Train that burned wasn’t up to code

Deputy fire inspector: Carriages from before ’06 must be made safe.

Israel train fire 311 (photo credit: Reuters)
Israel train fire 311
(photo credit: Reuters)
The Israel Railways train involved in a fire on Tuesday that burned through three carriages and left dozens of passengers injured by smoke inhalation did not at all measure up to safety standards put into place in Israel in 2006, The Jerusalem Post has learned.
Chaim Tamam, deputy chief inspector of the Fire and Rescue Services, told the Post on Wednesday that a number of regulations called for under Fire Safety Code 5435 were not adhered to in the train, putting the lives of the passengers in danger.
“Code 5435 deals with all the safety aspects of a train in case of fire, including how the exits, engines and stations should operate. For instance, under this code, trains must be sealed so that smoke can’t go from one carriage to another.
“In case of fire, passengers must be able to open the doors to exit [the train] and the emergency lights must come on so people can see.
None of these worked [in Tuesday’s fire].

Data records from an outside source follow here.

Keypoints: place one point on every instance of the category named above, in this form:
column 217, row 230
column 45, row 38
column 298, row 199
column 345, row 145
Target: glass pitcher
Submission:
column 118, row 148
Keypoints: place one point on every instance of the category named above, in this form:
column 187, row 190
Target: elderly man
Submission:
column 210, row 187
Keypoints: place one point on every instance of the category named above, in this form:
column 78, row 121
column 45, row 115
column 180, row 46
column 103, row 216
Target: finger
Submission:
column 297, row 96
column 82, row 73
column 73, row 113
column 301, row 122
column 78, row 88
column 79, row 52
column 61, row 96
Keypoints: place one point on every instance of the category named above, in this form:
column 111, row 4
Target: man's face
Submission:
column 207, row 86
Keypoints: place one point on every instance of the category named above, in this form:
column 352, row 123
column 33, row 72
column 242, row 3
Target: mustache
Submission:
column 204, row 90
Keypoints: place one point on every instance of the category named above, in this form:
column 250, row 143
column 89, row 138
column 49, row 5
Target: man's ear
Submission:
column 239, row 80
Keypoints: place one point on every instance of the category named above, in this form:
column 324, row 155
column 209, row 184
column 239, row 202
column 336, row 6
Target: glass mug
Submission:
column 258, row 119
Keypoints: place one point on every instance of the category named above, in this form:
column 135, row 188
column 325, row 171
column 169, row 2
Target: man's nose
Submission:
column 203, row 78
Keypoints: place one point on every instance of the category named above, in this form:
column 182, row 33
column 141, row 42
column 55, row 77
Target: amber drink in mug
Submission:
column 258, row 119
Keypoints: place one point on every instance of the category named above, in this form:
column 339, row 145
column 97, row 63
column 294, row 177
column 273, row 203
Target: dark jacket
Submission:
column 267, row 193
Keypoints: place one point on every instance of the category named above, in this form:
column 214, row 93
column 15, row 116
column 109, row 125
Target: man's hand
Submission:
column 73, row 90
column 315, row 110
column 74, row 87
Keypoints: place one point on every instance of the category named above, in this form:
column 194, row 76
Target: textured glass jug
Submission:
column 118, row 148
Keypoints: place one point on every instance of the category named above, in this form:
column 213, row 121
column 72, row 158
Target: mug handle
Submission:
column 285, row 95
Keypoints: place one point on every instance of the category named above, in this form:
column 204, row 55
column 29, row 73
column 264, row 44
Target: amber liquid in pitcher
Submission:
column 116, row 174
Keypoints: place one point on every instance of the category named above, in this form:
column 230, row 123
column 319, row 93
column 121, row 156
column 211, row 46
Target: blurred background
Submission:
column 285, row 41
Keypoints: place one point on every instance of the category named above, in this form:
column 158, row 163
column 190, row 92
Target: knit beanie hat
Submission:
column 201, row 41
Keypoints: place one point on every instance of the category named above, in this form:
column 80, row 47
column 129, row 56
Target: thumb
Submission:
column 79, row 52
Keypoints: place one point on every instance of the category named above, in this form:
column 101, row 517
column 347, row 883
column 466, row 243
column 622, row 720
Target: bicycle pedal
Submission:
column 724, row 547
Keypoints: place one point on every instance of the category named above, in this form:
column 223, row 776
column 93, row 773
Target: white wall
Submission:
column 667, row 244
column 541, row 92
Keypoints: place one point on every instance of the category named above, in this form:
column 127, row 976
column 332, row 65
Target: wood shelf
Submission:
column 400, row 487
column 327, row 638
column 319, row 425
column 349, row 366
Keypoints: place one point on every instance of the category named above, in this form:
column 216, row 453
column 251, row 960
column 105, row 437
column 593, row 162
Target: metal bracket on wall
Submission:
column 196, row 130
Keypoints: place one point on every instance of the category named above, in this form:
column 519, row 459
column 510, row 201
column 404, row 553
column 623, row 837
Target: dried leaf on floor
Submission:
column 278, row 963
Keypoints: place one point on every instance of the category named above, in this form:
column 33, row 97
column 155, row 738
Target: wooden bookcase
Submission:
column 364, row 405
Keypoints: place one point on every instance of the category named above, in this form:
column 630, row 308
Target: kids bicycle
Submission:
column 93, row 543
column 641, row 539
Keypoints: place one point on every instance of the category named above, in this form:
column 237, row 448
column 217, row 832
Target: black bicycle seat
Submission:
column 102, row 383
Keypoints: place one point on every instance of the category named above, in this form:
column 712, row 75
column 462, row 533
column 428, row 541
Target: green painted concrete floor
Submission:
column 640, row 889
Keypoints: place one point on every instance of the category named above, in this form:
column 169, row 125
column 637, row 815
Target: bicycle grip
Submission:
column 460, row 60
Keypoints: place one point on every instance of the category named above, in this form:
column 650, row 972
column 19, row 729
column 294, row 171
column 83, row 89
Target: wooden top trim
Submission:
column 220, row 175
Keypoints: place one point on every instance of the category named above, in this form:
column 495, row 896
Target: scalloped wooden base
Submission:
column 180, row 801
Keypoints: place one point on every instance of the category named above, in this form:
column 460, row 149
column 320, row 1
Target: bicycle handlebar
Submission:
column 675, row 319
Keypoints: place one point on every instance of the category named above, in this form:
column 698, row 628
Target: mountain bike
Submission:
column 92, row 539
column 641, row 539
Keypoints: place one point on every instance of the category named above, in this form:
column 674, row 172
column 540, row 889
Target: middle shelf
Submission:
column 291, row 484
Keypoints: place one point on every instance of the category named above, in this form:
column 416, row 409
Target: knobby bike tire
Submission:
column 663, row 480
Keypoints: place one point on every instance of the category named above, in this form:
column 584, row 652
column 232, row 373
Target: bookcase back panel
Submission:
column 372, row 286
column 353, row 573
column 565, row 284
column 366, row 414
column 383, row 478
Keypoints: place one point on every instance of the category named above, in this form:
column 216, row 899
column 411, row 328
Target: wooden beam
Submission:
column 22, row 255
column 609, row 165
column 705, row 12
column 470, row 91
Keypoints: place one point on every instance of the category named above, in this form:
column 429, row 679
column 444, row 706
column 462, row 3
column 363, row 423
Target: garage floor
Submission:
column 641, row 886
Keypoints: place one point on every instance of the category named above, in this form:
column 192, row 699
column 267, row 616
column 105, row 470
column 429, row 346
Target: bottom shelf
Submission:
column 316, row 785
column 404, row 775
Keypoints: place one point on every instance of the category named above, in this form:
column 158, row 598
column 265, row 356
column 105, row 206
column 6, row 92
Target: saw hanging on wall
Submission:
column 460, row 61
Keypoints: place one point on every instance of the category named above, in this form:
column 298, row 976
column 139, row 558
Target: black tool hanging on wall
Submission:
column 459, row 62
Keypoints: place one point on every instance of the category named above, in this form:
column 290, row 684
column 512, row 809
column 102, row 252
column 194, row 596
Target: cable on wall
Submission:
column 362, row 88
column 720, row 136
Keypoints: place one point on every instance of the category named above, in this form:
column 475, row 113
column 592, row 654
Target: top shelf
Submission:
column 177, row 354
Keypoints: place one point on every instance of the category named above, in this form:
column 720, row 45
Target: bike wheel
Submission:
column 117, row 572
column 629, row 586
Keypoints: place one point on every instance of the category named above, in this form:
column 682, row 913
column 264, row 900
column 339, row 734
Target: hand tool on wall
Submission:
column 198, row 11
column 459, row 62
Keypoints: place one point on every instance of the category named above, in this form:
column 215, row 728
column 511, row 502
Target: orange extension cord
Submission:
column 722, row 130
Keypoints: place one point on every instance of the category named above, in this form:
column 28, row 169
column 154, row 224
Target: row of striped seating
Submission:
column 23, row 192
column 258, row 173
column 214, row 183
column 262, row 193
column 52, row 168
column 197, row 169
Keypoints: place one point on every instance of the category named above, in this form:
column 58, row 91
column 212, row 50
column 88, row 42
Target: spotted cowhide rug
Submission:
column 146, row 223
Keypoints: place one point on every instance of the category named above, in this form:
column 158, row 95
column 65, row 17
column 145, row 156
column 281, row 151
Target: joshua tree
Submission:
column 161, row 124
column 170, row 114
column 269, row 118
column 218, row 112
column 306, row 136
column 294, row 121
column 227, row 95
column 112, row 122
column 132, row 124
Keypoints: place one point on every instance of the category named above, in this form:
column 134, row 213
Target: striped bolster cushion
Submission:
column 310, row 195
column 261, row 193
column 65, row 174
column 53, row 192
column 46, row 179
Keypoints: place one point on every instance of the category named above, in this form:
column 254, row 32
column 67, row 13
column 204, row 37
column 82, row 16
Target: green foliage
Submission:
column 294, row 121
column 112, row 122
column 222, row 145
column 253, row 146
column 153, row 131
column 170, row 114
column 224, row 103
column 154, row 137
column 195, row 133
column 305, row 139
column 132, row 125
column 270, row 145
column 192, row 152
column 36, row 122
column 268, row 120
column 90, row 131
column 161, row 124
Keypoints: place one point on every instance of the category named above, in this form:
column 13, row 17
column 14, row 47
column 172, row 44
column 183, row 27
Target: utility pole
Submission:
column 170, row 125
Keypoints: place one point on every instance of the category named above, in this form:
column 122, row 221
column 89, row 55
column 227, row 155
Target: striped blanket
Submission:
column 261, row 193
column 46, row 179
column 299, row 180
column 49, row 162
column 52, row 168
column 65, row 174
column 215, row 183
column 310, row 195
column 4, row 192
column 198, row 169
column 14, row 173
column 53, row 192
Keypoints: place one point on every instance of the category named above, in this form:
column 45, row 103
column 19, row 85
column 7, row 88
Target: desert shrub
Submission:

“What we can say is that this train does not meet the requirements of Code 5435.”
Tamam said the code also deals with the materials used for the interior of railway carriages, which must be nonflammable.
“We can’t have a situation of train carriages burning like torches, where a small mishap like someone dropping a cigarette could cause a train to burst into flames,” he said.
Tamam said that the fire, which did not cause any deaths, shows that trains dating from before 2006 or others in which the requirements of Code 5435 were never implemented must immediately be brought up to the required standard out of “a responsibility to their passengers.”
On Tuesday, Israel Railways CEO Yitzhak Harel said it was too early to say why the emergency systems didn’t open the carriages’ doors.
“There is a system that is supposed to open the doors automatically in case of a fire, and we do not know why it malfunctioned,” he said. All the doors could be opened by an emergency handle, Harel stressed, but the passengers, in their rush and panic, did not manage to open them.
Tuesday’s fire broke out on a train traveling south from Nahariya. The driver did not know there was a fire on board and the train continued on its way until a security guard activated the emergency brakes and the train came to a stop near Yakum, 10 kilometers south of Netanya.
Yitzhak Shilan, Netanya fire chief and a member of the investigation committee probing the cause of the blaze, said the committee had yet to definitively determine what caused the fire.
“One of the first conclusions we came to is that some diesel fuel dripped out of an engine and caught fire, though we still aren’t completely sure what caused the fire,” Shilan said on Wednesday morning.
That conclusion is supported by investigative teams’ discovery of traces of diesel fuel along 2 kilometers of train track – fuel that could very well have been ignited by sparks generated by the train’s wheels.